BLOWUP (Michelangelo Antonioni, 1966)

By grunes

The coolest, most happening movie of the “Swingin’ Sixties” was made by someone in his mid-fifties.
     A self-absorbed London fashion photographer (David Hemmings, wonderful) snaps photographs in Maryon Park, prompting a woman (Vanessa Redgrave, anxious, vibrant, haunting), apparently with her lover there, to demand the roll of film. The boy refuses. After successive blowups of portions of the developed photos, he comes to believe that the assignation preceded murder. In the park at night, he locates the corpse. But both photos and the body subsequently show up missing.

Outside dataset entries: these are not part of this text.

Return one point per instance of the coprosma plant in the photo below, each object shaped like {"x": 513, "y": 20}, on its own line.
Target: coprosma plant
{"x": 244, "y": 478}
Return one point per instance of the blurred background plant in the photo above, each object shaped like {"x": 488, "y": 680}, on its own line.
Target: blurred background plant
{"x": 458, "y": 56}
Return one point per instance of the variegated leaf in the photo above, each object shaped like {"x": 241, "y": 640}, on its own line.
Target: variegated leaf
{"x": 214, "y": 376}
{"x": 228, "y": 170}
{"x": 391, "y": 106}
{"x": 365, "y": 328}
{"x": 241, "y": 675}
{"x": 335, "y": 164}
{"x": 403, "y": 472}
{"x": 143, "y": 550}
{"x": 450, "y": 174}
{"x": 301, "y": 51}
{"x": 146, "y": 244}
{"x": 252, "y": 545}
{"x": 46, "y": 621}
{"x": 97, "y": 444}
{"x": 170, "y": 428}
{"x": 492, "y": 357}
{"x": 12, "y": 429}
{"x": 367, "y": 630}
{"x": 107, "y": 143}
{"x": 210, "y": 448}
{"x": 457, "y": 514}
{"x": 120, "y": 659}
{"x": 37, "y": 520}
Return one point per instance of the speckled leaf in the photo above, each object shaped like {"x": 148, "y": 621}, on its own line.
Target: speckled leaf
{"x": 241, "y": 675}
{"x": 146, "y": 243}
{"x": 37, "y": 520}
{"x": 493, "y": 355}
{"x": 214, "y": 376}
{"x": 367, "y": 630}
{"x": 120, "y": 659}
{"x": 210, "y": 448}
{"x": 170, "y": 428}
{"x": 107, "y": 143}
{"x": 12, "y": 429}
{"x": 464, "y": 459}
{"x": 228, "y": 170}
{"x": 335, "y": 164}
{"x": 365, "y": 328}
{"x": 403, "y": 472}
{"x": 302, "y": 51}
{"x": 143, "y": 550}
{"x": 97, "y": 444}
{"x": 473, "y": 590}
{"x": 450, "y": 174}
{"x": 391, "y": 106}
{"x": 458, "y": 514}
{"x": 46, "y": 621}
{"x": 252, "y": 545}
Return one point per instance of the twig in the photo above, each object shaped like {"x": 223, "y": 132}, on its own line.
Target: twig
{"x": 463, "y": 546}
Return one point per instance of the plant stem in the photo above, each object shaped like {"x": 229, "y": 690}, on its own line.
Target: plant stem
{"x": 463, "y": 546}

     Michelangelo Antonioni’s brilliantly directed Blowup, inspired by a Julio Cortázar story, claims a mesmerizing first half that follows the photographer about, including into an antique shop, where he buys an airplane propeller; when the mystery plot kicks in, though, the film turns feeble. However, the contrast created by black-and-white photos in a (beautiful) color film is surprisingly powerful, and the photographer’s gradual slippage into his humanity convinces. Moreover, the return to the park and the finale are fabulous, with the protagonist, embracing the illusionary nature of reality, tossing an imaginary ball to a couple engaged in pantomiming a tennis match.
     Sound is as exquisite as image in Blowup: the rustling of tree leaves in the breeze; accompanying a closeup of the boy’s face as his eyes follow the ball, the sound of this imaginary ball as it strikes opposing racquets. The boy’s face registers the loss of innocence—the loss of the safe, insulated, egotistical world in which we first found him. This conclusion is wry, satisfying and deeply moving—the equal of the finish of Alfred Hitchcock’s Vertigo (1958).
     One thing more: Blowup contains the best movie line ever. “I thought you were in Paris,” the photographer tells a model at a party. Zonked, she replies, “I am in Paris.”